3}, Mariano Elean¹, Mikado Tomokiyo^{2

3}, Yoshihito Suda⁴, Vyacheslav Melnikov⁵, Haruki Kitazawa^{2

3}, Julio Villena^{1

2}

Affiliations

¹ Laboratory of Immunobiotechnology, Reference Centre for Lactobacilli (CERELA-CONICET), Tucumán 4000, Argentina.
² Food and Feed Immunology Group, Laboratory of Animal Food Function, Graduate School of Agricultural Science, Tohoku University, Sendai 981-8555, Japan.
³ Livestock Immunology Unit, International Education and Research Center for Food and Agricultural Immunology (CFAI), Graduate School of Agricultural Science, Tohoku University, Sendai 981-8555, Japan.
⁴ Department of Food, Agriculture and Environment, Miyagi University, Sendai 980-8572, Japan.
⁵ Gabrichevsky Research Institute for Epidemiology and Microbiology, 125212 Moscow, Russia.

Abstract

Previously, we demonstrated that nasally administered Corynebacterium pseudodiphtheriticum 090104 (Cp) or its bacterium-like particles (BLPs) increase the resistance of mice against bacterial and viral respiratory pathogens by modulating the innate immunity. In this work, we evaluated the ability of Cp and BLPs to stimulate alveolar macrophages, and to enhance the humoral immune response induced by a commercial vaccine against Streptococcus pneumoniae. In the first set of experiments, Cp or the BLPs were incubated with primary cultures of murine alveolar macrophages and the phagocytic activity, and the production of cytokines was evaluated. The results revealed that Cp and BLPs were efficiently phagocyted by respiratory macrophages and that both treatments triggered the production of TNF-α, IFN-γ, IL-6, and IL-1β. In the second set of experiments, 3-week-old Swiss mice were intranasally immunized at days 0, 14, and 28 with the pneumococcal vaccine Prevenar^®13 (PCV), Cp + PCV, or BLPs + PCV. On day 33, samples of bronco-alveolar lavages (BAL) and serum were collected for the study of specific antibodies. In addition, immunized mice were challenged with S. pneumoniae serotypes 6B or 19F on day 33 and sacrificed on day 35 (day 2 post-infection) to evaluate the resistance to the infection. Both Cp + PCV and BLPs + PCV groups had higher specific serum IgG and BAL IgA antibodies than the PCV control mice. In addition, the mice that were immunized with Cp + PCV or BLPs + PCV had lower lung and blood pneumococcal cell counts as well as lower levels of BAL albumin and LDH, indicating a reduced lung damage compared to the control mice.

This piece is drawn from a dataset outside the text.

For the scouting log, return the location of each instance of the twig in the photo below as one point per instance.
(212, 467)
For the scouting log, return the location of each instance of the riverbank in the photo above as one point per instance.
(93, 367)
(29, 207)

Improved levels of anti-pneumococcal antibodies were also detected in the serum and BAL samples after the challenges with the pathogens. The results demonstrated that C. pseudodiphtheriticum 090104 and its bacterium-like particles are capable of stimulating the respiratory innate immune system serving as adjuvants to potentiate the adaptive humoral immune response. Our study is a step forward in the positioning of this respiratory commensal bacterium as a promising mucosal adjuvant for vaccine formulations aimed at combating respiratory infectious diseases.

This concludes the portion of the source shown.